Can nginx be used as a reverse proxy for a backend websocket server?

Question

We're working on a Ruby on Rails app that needs to take advantage of html5 websockets. At the moment, we have two separate "servers" so to speak: our main app running on nginx+passenger, and a separate server using Pratik Naik's Cramp framework (which is running on Thin) to handle the websocket connections.

Ideally, when it comes time for deployment, we'd have the rails app running on nginx+passenger, and the websocket server would be proxied behind nginx, so we wouldn't need to have the websocket server running on a different port.

Problem is, in this setup it seems that nginx is closing the connections to Thin too early. The connection is successfully established to the Thin server, then immediately closed with a 200 response code. Our guess is that nginx doesn't realize that the client is trying to establish a long-running connection for websocket traffic.

Admittedly, I'm not all that savvy with nginx config, so, is it even possible to configure nginx to act as a reverse proxy for a websocket server? Or do I have to wait for nginx to offer support for the new websocket handshake stuff? Assuming that having both the app server and the websocket server listening on port 80 is a requirement, might that mean I have to have Thin running on a separate server without nginx in front for now?

Thanks in advance for any advice or suggestions. :)

-John

Answer 1

You can't use nginx for this currently^{[it's not true anymore]}, but I would suggest looking at HAProxy. I have used it for exactly this purpose.

The trick is to set long timeouts so that the socket connections are not closed. Something like:

timeout client  86400000 # In the frontend
timeout server  86400000 # In the backend

If you want to serve say a rails and cramp application on the same port you can use ACL rules to detect a websocket connection and use a different backend. So your haproxy frontend config would look something like

frontend all 0.0.0.0:80
  timeout client    86400000
  default_backend   rails_backend
  acl websocket hdr(Upgrade)    -i WebSocket
  use_backend   cramp_backend   if websocket

For completeness the backend would look like

backend cramp_backend
  timeout server  86400000
  server cramp1 localhost:8090 maxconn 200 check

Answer 2

How about use my nginx_tcp_proxy_module module?

This module is designed for general TCP proxy with Nginx. I think it's also suitable for websocket. And I just add tcp_ssl_module in the development branch.

Answer 3

nginx (>= 1.3.13) now supports reverse proxying websockets.

# the upstream server doesn't need a prefix! 
# no need for wss:// or http:// because nginx will upgrade to http1.1 in the config below
upstream app_server {
    server localhost:3000;
}

server {
    # ...

    location / {
        proxy_pass http://app_server;
        proxy_http_version 1.1;
        proxy_set_header Upgrade $http_upgrade;
        proxy_set_header Connection "upgrade";
        proxy_set_header Host $host;

        proxy_set_header X-Real-IP $remote_addr;
        proxy_set_header X-Forwarded-For $proxy_add_x_forwarded_for;

        proxy_redirect off;
    }
}

Answer 4

Out of the box (i.e. official sources) Nginx can establish only HTTP 1.0 connections to an upstream (=backend), which means no keepalive is possibe: Nginx will select an upstream server, open connection to it, proxy, cache (if you want) and close the connection.

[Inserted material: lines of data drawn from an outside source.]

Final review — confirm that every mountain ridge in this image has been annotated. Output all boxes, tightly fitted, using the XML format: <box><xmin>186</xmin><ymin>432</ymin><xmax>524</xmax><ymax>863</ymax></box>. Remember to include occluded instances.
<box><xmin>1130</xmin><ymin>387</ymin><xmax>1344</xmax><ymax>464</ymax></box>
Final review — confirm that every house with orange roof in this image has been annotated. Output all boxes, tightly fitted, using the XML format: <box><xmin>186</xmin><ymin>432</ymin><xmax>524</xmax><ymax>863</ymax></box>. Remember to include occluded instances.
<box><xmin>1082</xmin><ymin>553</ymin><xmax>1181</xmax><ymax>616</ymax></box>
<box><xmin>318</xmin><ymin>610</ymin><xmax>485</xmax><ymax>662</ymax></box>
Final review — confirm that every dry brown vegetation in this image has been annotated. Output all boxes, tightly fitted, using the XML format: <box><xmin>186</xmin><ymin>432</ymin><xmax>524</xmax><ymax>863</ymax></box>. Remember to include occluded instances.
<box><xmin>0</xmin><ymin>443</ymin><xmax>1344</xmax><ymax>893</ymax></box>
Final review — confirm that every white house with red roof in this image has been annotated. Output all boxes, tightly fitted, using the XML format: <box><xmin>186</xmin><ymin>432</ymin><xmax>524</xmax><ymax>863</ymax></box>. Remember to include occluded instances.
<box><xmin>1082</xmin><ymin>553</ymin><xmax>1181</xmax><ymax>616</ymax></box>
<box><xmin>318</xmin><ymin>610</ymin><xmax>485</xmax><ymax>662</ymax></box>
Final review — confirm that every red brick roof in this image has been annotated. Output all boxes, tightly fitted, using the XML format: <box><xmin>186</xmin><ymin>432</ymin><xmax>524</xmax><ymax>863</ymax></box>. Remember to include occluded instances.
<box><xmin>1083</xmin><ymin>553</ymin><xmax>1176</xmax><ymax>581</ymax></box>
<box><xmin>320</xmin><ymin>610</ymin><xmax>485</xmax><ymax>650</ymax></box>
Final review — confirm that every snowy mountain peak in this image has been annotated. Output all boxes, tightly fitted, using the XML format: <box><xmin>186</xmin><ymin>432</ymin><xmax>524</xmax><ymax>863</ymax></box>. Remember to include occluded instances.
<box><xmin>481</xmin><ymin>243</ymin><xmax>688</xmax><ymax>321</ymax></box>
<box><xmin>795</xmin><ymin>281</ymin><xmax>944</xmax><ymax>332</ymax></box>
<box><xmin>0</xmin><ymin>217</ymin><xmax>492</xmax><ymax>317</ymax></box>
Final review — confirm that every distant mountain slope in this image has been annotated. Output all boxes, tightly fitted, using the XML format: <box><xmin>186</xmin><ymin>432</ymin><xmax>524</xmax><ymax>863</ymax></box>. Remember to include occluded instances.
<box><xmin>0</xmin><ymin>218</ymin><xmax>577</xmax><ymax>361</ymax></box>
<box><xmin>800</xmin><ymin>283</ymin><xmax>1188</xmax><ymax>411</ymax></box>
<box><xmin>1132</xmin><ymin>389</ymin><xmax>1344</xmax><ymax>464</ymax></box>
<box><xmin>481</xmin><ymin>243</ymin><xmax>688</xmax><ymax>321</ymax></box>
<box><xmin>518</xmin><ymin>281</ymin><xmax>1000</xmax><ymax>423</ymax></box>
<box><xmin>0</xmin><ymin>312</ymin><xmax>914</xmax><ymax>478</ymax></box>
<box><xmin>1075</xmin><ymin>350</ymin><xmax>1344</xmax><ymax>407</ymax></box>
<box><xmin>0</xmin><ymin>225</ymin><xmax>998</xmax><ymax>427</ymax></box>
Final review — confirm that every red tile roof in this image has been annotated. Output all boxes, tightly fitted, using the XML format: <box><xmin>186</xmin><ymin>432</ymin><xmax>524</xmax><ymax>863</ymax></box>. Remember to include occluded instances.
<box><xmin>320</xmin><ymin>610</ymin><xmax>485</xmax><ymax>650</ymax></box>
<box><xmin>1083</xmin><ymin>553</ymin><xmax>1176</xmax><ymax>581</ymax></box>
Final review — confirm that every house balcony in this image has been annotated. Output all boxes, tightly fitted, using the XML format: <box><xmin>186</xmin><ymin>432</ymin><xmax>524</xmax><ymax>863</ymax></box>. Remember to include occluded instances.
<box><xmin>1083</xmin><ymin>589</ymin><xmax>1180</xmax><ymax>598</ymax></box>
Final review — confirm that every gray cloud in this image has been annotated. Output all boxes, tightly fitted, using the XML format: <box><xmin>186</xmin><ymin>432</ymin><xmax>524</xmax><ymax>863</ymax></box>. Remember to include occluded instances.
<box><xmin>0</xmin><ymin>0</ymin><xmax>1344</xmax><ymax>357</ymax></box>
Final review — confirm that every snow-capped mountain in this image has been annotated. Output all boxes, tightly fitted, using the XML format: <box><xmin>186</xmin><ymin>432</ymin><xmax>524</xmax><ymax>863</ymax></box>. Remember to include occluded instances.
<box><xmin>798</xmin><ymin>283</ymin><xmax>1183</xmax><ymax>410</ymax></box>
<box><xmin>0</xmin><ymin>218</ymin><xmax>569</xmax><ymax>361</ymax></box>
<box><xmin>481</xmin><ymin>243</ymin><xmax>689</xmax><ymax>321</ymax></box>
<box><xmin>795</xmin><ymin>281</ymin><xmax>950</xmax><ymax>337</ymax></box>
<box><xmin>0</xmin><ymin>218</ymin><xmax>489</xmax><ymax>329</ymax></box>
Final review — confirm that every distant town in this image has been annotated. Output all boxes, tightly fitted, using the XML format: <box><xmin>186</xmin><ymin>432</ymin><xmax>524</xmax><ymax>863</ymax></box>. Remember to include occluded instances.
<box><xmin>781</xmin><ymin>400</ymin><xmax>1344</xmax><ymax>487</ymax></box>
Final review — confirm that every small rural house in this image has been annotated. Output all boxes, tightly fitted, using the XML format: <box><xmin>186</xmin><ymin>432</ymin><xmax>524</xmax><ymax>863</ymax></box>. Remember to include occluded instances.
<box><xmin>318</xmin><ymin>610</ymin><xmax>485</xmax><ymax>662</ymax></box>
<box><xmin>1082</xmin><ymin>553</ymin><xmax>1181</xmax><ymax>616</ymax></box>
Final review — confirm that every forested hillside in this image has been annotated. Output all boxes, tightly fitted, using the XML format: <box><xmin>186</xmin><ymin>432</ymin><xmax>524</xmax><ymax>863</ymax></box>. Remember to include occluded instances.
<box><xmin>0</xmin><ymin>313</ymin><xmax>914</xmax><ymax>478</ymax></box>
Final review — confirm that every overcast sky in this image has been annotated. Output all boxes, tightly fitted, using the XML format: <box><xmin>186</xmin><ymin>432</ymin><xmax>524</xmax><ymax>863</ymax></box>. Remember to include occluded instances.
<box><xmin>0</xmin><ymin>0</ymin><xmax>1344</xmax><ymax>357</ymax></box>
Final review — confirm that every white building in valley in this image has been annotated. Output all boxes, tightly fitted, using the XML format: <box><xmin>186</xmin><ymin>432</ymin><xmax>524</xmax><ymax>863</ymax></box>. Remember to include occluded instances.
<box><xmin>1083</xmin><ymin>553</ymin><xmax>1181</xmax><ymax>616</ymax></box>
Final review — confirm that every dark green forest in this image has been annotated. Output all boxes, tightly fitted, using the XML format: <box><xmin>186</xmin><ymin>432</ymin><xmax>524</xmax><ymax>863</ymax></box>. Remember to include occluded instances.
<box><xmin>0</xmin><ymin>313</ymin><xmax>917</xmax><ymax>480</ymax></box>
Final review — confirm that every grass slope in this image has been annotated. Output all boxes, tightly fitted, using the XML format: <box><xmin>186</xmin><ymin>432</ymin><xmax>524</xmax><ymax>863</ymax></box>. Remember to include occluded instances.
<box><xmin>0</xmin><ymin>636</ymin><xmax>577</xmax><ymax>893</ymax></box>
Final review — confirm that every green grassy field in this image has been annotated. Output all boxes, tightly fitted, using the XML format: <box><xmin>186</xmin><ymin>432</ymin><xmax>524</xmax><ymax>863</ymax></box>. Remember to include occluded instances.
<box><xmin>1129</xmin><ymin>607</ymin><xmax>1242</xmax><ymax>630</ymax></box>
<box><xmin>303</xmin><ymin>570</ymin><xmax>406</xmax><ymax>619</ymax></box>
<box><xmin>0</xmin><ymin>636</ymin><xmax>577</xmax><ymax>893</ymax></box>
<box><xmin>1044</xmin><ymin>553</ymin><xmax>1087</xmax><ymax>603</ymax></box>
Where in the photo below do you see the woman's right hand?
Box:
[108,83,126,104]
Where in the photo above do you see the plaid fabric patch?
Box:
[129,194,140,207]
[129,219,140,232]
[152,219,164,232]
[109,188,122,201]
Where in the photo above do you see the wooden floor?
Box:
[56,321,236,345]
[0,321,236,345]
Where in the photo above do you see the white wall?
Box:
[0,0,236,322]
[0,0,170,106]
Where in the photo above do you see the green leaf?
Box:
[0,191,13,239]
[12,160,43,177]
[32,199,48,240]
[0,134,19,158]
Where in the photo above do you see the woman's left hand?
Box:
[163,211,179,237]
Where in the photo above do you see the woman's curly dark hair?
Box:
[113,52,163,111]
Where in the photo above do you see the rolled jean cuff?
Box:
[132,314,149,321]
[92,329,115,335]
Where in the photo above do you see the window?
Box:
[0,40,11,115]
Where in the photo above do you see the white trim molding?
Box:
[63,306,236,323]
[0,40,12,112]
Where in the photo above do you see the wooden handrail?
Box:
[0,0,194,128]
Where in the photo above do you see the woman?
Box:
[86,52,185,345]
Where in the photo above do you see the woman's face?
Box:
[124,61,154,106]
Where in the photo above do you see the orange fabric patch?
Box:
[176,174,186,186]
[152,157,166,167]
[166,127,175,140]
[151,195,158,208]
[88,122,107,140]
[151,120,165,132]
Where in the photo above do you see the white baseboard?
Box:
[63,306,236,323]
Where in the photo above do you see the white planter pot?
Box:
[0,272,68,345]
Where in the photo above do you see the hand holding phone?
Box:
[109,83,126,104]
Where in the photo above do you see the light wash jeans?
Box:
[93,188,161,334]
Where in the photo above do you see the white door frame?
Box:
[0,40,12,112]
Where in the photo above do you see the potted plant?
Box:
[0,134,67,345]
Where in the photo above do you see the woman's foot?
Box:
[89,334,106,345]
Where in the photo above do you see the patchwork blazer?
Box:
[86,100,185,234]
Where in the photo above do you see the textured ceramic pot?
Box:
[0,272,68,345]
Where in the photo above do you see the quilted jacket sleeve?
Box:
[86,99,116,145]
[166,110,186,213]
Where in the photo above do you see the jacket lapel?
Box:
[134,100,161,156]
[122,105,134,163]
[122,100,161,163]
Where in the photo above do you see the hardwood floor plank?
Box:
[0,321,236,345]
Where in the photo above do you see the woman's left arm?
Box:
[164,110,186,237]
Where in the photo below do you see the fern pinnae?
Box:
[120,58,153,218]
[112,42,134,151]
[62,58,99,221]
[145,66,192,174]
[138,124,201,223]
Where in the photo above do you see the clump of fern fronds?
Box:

That's it.

This is the fundamental reason frameworks requiring persistent connections to the backend would not work through Nginx (no HTTP/1.1 = no keepalive and no websockets I guess). Despite having this disadvantage there is an evident benefit: Nginx can choose out of several upstreams (load balance) and failover to alive one in case some of them failed.

Edit: Nginx supports HTTP 1.1 to backends & keepalive since version 1.1.4. "fastcgi" and "proxy" upstreams are supported. Here it is the docs

Answer 5

For anyone that wondering about the same problem, nginx now officially supports HTTP 1.1 upstream. See nginx documentation for "keepalive" and "proxy_http_version 1.1".

Answer 6

How about Nginx with the new HTTP Push module: http://pushmodule.slact.net/. It takes care of the connection juggling (so to speak) that one might have to worry about with a reverse proxy. It is certainly a viable alternative to Websockets which are not fully in the mix yet. I know developer of the HTTP Push module is still working on a fully stable version, but it is in active development. There are versions of it being used in production codebases. To quote the author, "A useful tool with a boring name."

Answer 7

I use nginx to reverse proxy to a comet style server with long polling connections and it works great. Make sure you configure proxy_send_timeout and proxy_read_timeout to appropriate values. Also make sure your back-end server that nginx is proxying to supports http 1.0 because I don't think nginx's proxy module does http 1.1 yet.

Just to clear up some confusion in a few of the answers: Keepalive allows a client to reuse a connection to send another HTTP request. It does not have anything to do with long polling or holding connections open until an event occurs which is what the original question was asking about. So it doesn't matter than nginx's proxy module only supports HTTP 1.0 which does not have keepalive.